1849 représentants d’intérêts

Le texte prévoit que tous les lobbyistes recensés dans le fichier national (ils sont aujourd’hui 2 333) ont l’obligation de communiquer à la HATVP, chaque année, « les actions menées et les dépenses liées à ces actions ». Au bilan, il apparaît que cette obligation est inégalement respectée. Sur les 1 849 représentants d’intérêts qui devaient déposer leur déclaration au 31 mars 2021, 1 570 s’en sont acquittés, et 279 ne l’ont pas fait. La HATVP note cependant que seuls 50 % des déclarants l’ont fait dans les délais légaux et sans relance. 

L’action des représentants d’intérêts a naturellement été « moins soutenue »  en 2020 qu’en 2019, coronavirus oblige : 10 780 actions ont été recensées, contre presque 13 000 l’année précédente. 

Parmi les déclarants, un peu plus d’un quart (28 %) sont des sociétés privées, un autre quart étant constitué d’organisations professionnelles. Les associations et ONG représentent 11,5 % des déclarations et les syndicats 11,5 % (attention, il ne s’agit ici que des syndicats professionnels, puisque les syndicats de salariés et de fonctionnaires ne sont pas considérés comme des représentants d’intérêts). 

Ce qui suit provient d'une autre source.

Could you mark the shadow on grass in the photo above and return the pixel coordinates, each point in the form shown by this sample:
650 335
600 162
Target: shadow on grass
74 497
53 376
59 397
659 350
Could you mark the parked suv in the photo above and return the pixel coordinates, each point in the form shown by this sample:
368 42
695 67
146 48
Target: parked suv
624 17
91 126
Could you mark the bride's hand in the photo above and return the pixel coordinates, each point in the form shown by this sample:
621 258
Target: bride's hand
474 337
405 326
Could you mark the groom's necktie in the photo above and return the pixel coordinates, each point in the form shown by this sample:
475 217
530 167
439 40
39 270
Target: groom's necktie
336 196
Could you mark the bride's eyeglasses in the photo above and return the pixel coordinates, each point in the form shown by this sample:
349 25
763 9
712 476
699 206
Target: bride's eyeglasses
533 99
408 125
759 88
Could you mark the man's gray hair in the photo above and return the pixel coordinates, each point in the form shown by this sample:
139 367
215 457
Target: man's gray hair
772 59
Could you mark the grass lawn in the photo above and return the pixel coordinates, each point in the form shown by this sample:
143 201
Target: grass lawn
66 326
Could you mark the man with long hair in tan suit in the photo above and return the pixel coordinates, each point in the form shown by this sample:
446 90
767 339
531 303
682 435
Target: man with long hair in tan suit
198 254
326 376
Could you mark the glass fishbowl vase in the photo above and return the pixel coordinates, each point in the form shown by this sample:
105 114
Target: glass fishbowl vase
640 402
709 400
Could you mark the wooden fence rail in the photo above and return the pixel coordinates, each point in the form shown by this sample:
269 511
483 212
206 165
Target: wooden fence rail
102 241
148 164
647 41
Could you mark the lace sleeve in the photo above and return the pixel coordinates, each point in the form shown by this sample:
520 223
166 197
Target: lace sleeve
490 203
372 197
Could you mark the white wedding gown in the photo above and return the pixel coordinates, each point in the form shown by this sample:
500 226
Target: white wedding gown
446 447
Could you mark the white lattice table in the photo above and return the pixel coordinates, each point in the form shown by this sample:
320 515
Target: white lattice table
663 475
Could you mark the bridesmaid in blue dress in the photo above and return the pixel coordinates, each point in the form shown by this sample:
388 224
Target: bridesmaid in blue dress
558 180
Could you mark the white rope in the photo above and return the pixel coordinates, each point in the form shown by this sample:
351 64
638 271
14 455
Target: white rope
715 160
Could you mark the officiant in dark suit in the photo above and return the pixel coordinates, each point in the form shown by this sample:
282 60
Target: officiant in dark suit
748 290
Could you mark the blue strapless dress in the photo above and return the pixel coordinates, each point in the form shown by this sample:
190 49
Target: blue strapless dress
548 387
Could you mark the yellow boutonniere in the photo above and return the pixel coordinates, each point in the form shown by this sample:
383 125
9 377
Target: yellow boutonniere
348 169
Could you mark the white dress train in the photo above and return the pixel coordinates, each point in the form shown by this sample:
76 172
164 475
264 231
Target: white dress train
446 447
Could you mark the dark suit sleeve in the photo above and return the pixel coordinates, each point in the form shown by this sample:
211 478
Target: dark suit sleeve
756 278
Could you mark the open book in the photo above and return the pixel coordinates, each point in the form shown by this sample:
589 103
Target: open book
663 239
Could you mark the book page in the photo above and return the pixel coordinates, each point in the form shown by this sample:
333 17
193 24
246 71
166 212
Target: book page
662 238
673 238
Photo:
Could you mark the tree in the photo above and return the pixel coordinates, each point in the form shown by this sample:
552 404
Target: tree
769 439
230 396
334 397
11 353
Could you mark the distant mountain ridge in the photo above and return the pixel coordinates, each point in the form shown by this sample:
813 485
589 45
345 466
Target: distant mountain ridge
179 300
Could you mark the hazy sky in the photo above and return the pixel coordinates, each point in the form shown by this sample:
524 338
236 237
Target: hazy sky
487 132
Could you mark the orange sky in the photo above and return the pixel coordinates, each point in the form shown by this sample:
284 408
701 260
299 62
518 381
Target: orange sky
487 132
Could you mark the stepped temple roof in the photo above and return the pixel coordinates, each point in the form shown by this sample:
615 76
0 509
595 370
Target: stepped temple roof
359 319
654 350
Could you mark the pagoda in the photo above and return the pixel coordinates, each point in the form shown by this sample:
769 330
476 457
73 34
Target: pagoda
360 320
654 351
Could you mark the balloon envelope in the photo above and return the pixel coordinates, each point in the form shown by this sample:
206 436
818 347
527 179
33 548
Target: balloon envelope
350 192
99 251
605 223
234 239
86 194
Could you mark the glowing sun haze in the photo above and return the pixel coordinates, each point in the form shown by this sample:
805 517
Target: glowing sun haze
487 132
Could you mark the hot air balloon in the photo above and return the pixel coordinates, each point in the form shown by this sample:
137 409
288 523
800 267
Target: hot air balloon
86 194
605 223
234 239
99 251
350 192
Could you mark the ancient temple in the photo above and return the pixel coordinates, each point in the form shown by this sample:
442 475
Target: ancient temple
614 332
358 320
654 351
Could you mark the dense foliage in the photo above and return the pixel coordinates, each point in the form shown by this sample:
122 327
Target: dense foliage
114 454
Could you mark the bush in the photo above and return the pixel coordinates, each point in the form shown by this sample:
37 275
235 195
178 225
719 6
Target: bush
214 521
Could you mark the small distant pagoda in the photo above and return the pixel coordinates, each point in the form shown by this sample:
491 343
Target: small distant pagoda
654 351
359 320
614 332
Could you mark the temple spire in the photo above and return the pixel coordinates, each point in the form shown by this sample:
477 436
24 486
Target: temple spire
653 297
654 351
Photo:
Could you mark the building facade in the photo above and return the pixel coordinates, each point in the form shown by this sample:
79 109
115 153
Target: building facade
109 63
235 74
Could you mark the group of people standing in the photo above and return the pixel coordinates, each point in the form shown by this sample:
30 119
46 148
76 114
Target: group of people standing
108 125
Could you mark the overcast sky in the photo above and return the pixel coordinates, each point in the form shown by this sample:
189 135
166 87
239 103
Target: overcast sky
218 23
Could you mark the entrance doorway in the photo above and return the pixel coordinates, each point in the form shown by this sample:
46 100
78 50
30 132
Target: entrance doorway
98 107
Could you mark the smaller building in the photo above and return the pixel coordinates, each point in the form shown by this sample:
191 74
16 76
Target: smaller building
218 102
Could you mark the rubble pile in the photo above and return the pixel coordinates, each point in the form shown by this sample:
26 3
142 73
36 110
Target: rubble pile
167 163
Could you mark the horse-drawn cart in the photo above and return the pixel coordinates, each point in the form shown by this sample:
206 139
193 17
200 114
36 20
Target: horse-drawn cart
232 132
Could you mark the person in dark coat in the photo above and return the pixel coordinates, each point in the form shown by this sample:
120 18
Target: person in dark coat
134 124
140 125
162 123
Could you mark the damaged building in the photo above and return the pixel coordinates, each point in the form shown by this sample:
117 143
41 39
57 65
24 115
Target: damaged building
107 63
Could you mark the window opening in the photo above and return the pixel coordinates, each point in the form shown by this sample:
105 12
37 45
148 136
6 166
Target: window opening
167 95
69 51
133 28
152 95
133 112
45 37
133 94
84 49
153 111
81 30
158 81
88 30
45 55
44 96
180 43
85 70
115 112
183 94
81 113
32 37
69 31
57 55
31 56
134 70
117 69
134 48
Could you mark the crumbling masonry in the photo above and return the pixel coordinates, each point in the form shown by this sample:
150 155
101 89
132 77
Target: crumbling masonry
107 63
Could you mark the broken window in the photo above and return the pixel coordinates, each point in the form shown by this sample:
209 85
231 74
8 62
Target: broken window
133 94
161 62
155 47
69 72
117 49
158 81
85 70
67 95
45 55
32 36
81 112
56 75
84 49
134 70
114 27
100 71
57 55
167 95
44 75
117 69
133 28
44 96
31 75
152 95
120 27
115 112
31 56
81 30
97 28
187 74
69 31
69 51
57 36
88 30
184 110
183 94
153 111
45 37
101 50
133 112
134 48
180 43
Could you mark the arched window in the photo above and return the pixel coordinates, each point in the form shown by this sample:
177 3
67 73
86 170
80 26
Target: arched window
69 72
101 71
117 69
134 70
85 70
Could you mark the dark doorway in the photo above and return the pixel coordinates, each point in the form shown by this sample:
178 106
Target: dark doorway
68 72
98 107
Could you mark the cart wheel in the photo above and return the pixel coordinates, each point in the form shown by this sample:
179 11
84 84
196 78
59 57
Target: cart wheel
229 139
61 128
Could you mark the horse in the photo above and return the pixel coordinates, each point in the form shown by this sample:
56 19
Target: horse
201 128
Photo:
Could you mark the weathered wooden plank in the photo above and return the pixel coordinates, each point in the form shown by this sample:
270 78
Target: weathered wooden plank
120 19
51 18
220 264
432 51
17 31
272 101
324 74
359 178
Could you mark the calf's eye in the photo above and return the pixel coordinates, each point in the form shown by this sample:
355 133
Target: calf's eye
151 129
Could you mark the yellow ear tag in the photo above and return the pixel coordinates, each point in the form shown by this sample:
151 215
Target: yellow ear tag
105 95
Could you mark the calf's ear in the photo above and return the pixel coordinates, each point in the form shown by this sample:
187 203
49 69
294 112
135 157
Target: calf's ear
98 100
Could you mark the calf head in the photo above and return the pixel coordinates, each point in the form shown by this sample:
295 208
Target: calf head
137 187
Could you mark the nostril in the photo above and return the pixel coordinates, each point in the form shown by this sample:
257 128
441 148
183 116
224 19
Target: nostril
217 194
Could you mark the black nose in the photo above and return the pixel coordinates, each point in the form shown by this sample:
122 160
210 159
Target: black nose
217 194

Dans une année marquée par la crise sanitaire, la HATVP remarque que « certains secteurs ayant été mis à l’arrêt plusieurs mois, les acteurs se sont mobilisés pour défendre leurs intérêts ». Cela a été particulièrement vrai dans les secteurs du transport, de la santé, de l’énergie et des aides aux entreprises. 

Les lobbyistes ciblent principalement le Parlement – dans l’objectif, essentiellement, de faire adopter des amendements : 62,5 % des activités des représentants d’intérêts sont à destination du Parlement, contre 58 % à destination du gouvernement. C’est naturellement Bercy qui concentre une grande partie de l’attention des lobbyistes (23 % de leurs activités), suivi par le ministère de la Transition écologique. Les actions vis-à-vis du ministère de la Cohésion des territoires et des Relations avec les collectivités territoriales ne représentent que 3 % du total. 

On apprend aussi dans le rapport de la HATVP combien les différents types d’organisation dépensent, en moyenne, pour des actions de lobbying : il s’agit de sommes relativement peu élevées par rapport à ce qui se faisait dans le passé. Les sociétés privées et les cabinets de conseil dépensent en moyenne entre 100 000 et 200 000 euros par an pour des actions de lobbying, les associations, ONG et organisations professionnelles entre 75 000 et 100 000 euros. 

Actions envers les collectivités

Depuis plusieurs années, il est question d’ajouter dans la liste des actions menées par les lobbyistes celles qu’ils mènent à destination des collectivités locales. Cela devait être le cas le 1er juillet 2018, puis la mesure a été repoussée au 1er juillet 2021. Puis, via la loi du 17 juin 2020 relative à diverses dispositions liées à la crise sanitaire, au 1er janvier 2022.

C’est notamment la HATVP elle-même qui se montre peu pressée de voir cette extension entrer en vigueur, vu ses moyens limités : en effet, selon le Sénat, l’extension aurait pour effet de faire augmenter le nombre de représentants d’intérêts concernés de 79 %. « La crédibilité du répertoire repose tant sur sa complétude que sur l’exactitude des informations qui y sont déclarées, écrivaient en 2018 les sénateurs. Eu égard aux faibles moyens octroyés à la Haute Autorité pour la transparence de la vie publique pour assurer le bon fonctionnement de ce dispositif, cette extension conduirait à amoindrir fortement les capacités de l’institution à assurer un contrôle effectif des personnes inscrites et des informations déclarées. » 

La HATVP elle-même écrivait en 2018 qu’il lui paraissait nécessaire de « recentrer le registre des représentants d’intérêts sur son objectif premier : (…) créer de la transparence sur l’élaboration de la loi et du règlement », c’est-à-dire sur le Parlement et le gouvernement. 

Quoi qu’il en soit, l’extension aux actions vers les collectivités locales sera effective dans un an. D’ici là, la HATVP annonce qu’elle produira, en septembre, une « étude spécifique à ce sujet ».